A horse-drawn wagon,
Bright blue tubing zigzagging from tree to tree,
The drip-drip-drip of sap falling into galvanized buckets,
Steam rising up from the sugarhouse as snow gently falls…
Photo by Jason Tors
Maple sugaring is a time-honored tradition here in New England. It’s a sign that spring is on its way. To celebrate, we recently visited The Rocks Estate in nearby Bethlehem, New Hampshire for a little Maple Sugaring 101.
Collecting the sap requires the right conditions: warm days and chilly nights. And it takes 30-50 gallons of sap to create one gallon of maple syrup. Once the trees start to bud, the sap tastes different and the sugaring season is over.
Photo by Megan Bogdziewicz
We learned how to identify red maples (red buds at the end of the branches) and sugar maples (sharp needle-like buds), and how to responsibly tap trees. We identified a sugar maple in the tree line and used an auger to insert the tiny tap to get the sap flowing. When done correctly and placed in the right spot, the trees naturally fill in the hole after the season and it becomes almost invisible.

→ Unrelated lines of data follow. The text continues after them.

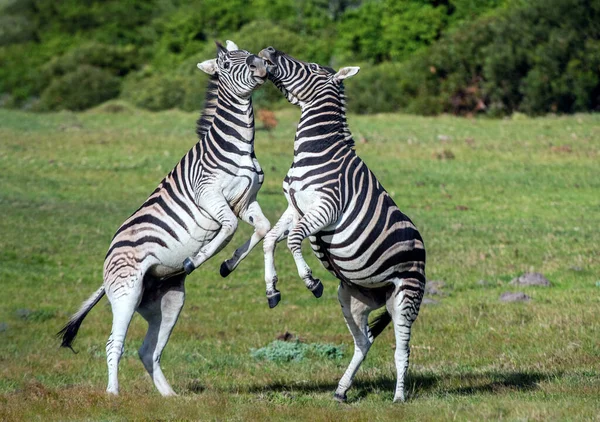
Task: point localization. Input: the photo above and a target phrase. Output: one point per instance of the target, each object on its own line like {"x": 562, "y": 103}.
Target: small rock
{"x": 531, "y": 279}
{"x": 434, "y": 287}
{"x": 444, "y": 155}
{"x": 514, "y": 297}
{"x": 23, "y": 313}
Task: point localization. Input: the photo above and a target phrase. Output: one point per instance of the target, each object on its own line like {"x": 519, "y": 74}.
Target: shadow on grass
{"x": 419, "y": 385}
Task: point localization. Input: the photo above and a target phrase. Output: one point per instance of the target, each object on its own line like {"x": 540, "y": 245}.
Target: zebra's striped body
{"x": 189, "y": 217}
{"x": 355, "y": 228}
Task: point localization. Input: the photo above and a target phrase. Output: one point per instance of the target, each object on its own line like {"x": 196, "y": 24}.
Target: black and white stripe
{"x": 355, "y": 228}
{"x": 190, "y": 216}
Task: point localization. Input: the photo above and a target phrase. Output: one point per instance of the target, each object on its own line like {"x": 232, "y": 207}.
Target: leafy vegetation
{"x": 492, "y": 198}
{"x": 417, "y": 56}
{"x": 286, "y": 351}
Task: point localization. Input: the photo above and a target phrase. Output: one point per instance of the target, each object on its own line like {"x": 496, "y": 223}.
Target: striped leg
{"x": 312, "y": 222}
{"x": 254, "y": 216}
{"x": 356, "y": 308}
{"x": 124, "y": 298}
{"x": 161, "y": 308}
{"x": 218, "y": 208}
{"x": 403, "y": 304}
{"x": 277, "y": 234}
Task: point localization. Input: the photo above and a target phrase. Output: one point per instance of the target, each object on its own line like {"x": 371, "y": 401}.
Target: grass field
{"x": 492, "y": 198}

The sap didn’t taste like much directly from the tree, but we visited the steamy sugarhouse to see how it is boiled down into syrup and graded based on its color. After, we went back to the main building for a chef’s tasting and cooking demo from a local inn. Sweet and savory fritters with a touch of maple cranberry chutney — the end of a glorious maple-sugaring day.
The New Hampshire Maple Experience is offered in early springtime every year and The Rocks Estate is open all year long, offering various programs.
The heritage of The Rocks Estate reaches from the pastoral beauty of 1800s through the property’s modern-day role as a conservation and education center for the Society for the Protection of New Hampshire Forests. Now home to the 1,400-acre North Country Conservation & Education Center for the Forest Society, The Rocks was once the summer home of Chicago businessman and International Harvester cofounder John Jacob Glessner and his family. In 1978, John and Frances Glessner’s grandchildren donated the estate, including 22 buildings, to the Forest Society, with the requirement that there always be a crop in the field. For more than three decades, that crop has been Christmas trees. Today, the Forest Society offers a host of other activities, from springtime maple tours and school programs to various natural history talks and customized experiential tours for small groups. The trail system at The Rocks is open daily to visitors.